To finalize removal of infection and avoid loosing of data program will
reboot your PC now.
Close all programs and choose Y to restart or N to continue

But can't remove the infection neither after reboot.

I even tried to replace atapi.sys from Windows XP CD, with the windows repair console, but infection is still present :( any hint?
Thanks


edit, OS Windows XP Service Pack 2

[EP_X0FF]

You need to know exactly infected driver to replace it with original.
If you read this thread you should know what can help

[Boooooo]

is not atapi.sys??
So you are saying to use Rootkit Unhooker to better understand which is the infected driver, I will try soon but then I didn't understood how to replace :|

[EP_X0FF]

Yes it is not atapi.sys
Current TDL3 infects random driver, discussed here at last few pages.

[Boooooo]

ty, and after detected the real infected random driver, how can I replace? For atapi.sys I did this (from recovery console), with no effects:

cd system32\drivers
ren atapi.sys atapi.old
expand D:\i386\atapi.sy_

Can I will do the same for the real infected driver? (I suppose no :| )

edit: that random driver will be always different on reboot?

[nullptr]

that random driver will be always different on reboot?

At present no, it'll be the same driver.
You should be able to replace it from the RC. Just copy the driver from the system32\drivers directory before you boot into the RC -
the rootkit presents you with a clean image to copy from within windows.

[Boooooo]

sorry do not understand, i am dumb :
RC stands for recovery console, true??

"Just copy the driver from the system32\drivers" why "from"? I figured to take the driver from windows CD and put to system32\drivers folder

[nullptr]

RC stands for recovery console, true??

Yes

"Just copy the driver from the system32\drivers" why "from"? I figured to take the driver from windows CD and put to system32\drivers folder

You can do it either way, just if it happens to be a 3rd party driver, you can easily copy the one in the drivers directory whilst booted into windows.

[gjf]

Lemme clarify the situation 'cos yesterday I was confused too. Now I believe everything is clear for me.

During normal work of infected system when the user tries to copy infected driver TDL3 will give original, uninfected one just to show everything is OK. So copying the whole directory of drivers during active infection will give us all uninfected copies.

When the infection is not active (other OS is booted, LiveCD, RC or anything else) you will see the infected driver is differ just because TDL3 is not active and does not cheat you. So, comparing drivers copied during infected system activity and during non-active system by MD5 or byte-to-byte will reveal infected driver.

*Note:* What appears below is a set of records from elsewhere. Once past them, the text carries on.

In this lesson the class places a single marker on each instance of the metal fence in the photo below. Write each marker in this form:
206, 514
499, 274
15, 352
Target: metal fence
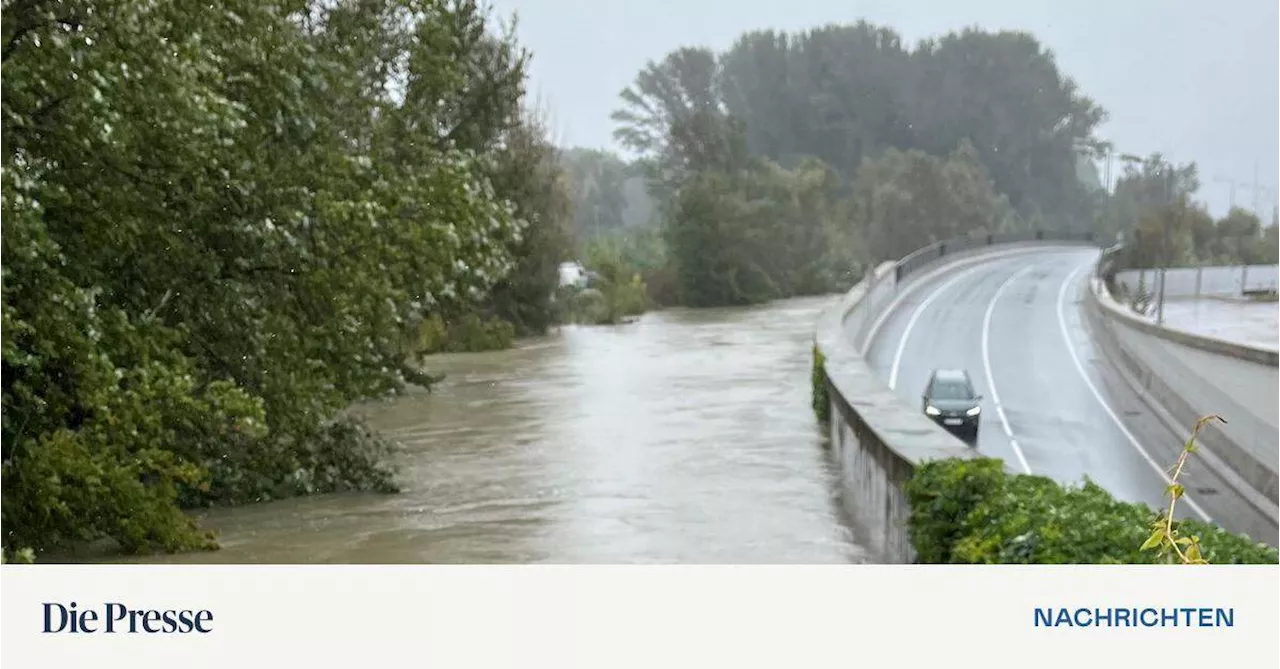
1228, 280
881, 292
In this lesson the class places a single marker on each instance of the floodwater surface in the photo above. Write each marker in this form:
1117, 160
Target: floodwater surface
684, 438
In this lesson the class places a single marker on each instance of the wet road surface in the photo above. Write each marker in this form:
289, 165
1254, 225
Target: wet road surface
1052, 406
1256, 324
685, 438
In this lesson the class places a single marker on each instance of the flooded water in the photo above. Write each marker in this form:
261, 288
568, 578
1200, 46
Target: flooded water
684, 438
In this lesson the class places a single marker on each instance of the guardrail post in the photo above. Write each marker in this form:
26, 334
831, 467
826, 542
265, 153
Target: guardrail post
1160, 299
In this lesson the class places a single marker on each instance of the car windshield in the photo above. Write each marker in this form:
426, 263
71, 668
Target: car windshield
951, 390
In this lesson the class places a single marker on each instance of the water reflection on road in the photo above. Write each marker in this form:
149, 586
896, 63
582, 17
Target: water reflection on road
685, 438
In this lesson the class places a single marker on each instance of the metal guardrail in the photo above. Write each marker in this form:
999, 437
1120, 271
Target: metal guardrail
881, 287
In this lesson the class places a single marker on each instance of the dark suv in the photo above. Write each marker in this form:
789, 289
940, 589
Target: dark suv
952, 403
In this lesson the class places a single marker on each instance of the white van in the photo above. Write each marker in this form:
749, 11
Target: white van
572, 274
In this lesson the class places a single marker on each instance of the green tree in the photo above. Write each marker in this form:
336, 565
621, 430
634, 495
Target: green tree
909, 198
219, 221
598, 182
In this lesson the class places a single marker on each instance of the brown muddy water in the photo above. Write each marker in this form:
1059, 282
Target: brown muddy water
684, 438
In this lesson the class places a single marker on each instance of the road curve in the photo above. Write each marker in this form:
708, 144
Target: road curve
1051, 406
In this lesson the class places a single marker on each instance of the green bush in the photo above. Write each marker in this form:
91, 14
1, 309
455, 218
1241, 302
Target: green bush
821, 402
467, 334
972, 512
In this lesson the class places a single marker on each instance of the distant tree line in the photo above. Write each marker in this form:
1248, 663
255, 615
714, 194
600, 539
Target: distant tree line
789, 163
1155, 212
223, 223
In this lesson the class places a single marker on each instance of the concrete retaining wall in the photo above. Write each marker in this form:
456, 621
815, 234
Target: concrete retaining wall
876, 436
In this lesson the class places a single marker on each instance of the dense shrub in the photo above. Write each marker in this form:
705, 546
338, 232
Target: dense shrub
972, 512
821, 402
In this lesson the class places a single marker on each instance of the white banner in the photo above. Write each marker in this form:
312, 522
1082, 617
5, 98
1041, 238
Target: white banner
650, 617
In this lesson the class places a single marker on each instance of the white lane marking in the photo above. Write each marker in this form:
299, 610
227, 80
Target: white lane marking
986, 365
1097, 395
924, 278
915, 316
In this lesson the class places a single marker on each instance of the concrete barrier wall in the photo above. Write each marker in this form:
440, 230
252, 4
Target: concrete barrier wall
1191, 376
876, 436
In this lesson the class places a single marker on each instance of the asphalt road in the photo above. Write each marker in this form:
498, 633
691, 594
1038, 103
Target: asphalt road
1051, 406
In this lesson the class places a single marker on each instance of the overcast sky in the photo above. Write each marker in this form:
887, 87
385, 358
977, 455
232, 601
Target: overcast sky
1197, 81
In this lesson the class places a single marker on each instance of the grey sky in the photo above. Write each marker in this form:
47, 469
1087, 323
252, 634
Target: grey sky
1194, 79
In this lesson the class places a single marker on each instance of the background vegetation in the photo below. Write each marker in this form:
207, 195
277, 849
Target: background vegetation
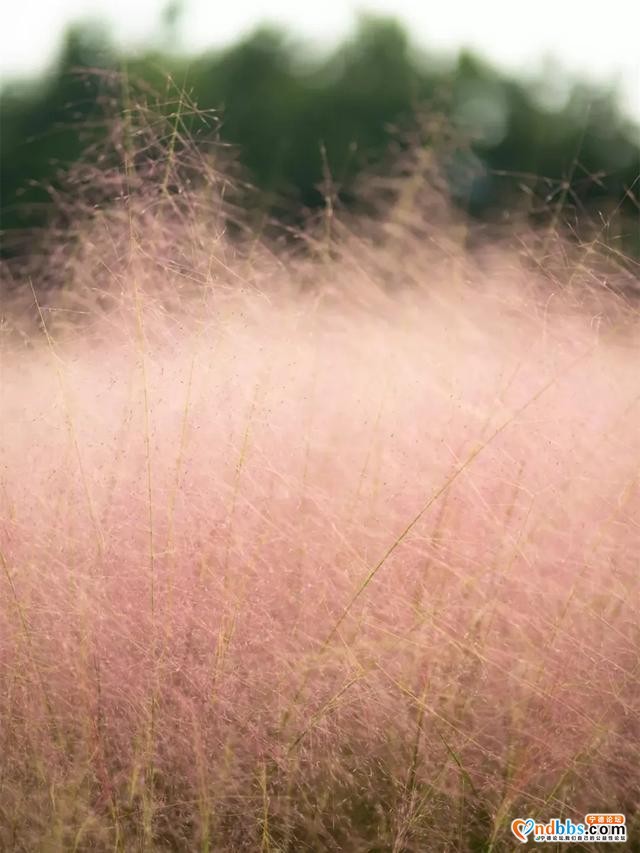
300, 122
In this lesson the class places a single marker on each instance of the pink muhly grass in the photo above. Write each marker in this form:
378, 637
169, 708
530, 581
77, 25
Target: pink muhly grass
297, 559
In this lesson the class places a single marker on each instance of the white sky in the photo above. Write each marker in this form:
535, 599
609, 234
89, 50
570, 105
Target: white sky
599, 40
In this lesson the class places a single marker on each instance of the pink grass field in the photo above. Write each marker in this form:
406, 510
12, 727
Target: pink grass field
337, 552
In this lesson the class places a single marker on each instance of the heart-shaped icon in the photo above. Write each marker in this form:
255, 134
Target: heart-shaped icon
522, 828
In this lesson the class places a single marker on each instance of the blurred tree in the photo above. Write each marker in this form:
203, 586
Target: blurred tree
296, 119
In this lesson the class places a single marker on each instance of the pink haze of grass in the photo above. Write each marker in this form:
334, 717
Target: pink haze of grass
332, 553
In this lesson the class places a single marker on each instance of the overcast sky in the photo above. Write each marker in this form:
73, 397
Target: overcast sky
599, 40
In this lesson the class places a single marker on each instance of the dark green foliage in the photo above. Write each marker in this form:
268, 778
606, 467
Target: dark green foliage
302, 123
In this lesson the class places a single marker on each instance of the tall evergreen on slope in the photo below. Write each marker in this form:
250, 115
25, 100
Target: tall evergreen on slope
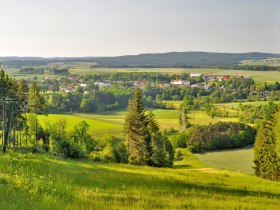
136, 131
267, 149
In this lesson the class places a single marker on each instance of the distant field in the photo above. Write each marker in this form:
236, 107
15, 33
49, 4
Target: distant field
237, 159
110, 122
42, 181
258, 76
267, 62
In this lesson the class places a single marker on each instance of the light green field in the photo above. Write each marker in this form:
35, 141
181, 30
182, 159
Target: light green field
266, 62
258, 76
201, 118
44, 182
110, 122
236, 159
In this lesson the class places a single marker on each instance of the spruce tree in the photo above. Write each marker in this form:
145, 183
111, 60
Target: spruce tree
136, 131
267, 151
183, 117
158, 155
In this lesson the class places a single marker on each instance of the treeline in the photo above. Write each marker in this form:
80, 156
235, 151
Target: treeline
135, 76
218, 136
44, 70
194, 66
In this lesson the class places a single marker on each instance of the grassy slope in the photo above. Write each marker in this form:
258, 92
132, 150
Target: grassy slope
112, 122
43, 182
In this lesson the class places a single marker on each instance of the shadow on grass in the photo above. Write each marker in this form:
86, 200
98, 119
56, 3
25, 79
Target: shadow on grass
110, 178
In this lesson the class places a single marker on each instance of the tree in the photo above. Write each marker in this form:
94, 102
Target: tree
82, 137
183, 117
36, 102
267, 149
158, 152
146, 144
136, 131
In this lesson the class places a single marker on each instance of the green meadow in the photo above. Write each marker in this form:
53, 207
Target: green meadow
110, 123
258, 76
42, 181
235, 159
81, 68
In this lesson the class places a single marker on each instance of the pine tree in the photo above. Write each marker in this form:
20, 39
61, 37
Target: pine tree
36, 102
158, 155
136, 131
183, 118
267, 150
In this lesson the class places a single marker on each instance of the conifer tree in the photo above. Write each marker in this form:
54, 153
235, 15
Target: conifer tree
136, 131
267, 150
158, 154
183, 118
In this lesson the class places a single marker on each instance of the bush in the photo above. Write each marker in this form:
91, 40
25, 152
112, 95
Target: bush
109, 149
178, 155
69, 149
181, 139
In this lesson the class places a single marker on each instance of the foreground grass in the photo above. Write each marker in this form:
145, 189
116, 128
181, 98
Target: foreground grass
44, 182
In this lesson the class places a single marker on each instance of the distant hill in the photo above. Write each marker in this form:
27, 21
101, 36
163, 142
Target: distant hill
171, 59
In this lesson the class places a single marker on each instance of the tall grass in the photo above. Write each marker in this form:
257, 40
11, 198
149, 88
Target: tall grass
44, 182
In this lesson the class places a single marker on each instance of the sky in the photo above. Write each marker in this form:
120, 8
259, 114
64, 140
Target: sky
75, 28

Then we have some problems. Yes, in theory rootkit must return original non-infected driver during copy. In practice it is not true allways due to bugs of TDL3 itself. I was informed about the cases when PE sector was presented from infected file and resource section sector - from original one. So exchange in such conditions will result in BSOD.

So I believe the best way is to find out the infected driver and change it to original one from the distribution kit. That's why I insist on appropriate ERD Commander. But of course it will give nothing if other non-Windows drivere will be infected.

[NeonFx]

Forgive me mods if this is out of line:

Boooooo, you should create a new topic at a different forum that provides malware removal assistance such as GeeksToGo.com, TechSupportForum.com, WhatTheTech.com or any of the others out there. This thread is more about the study of this particular infection.

Even if you are successful in removing this infection on your own, you should know that this infection does behave like a downloader and can bring other infections along with it. To have someone look at the system and make sure there isn't anything else on it you'll need to ask for that type of assistance elsewhere.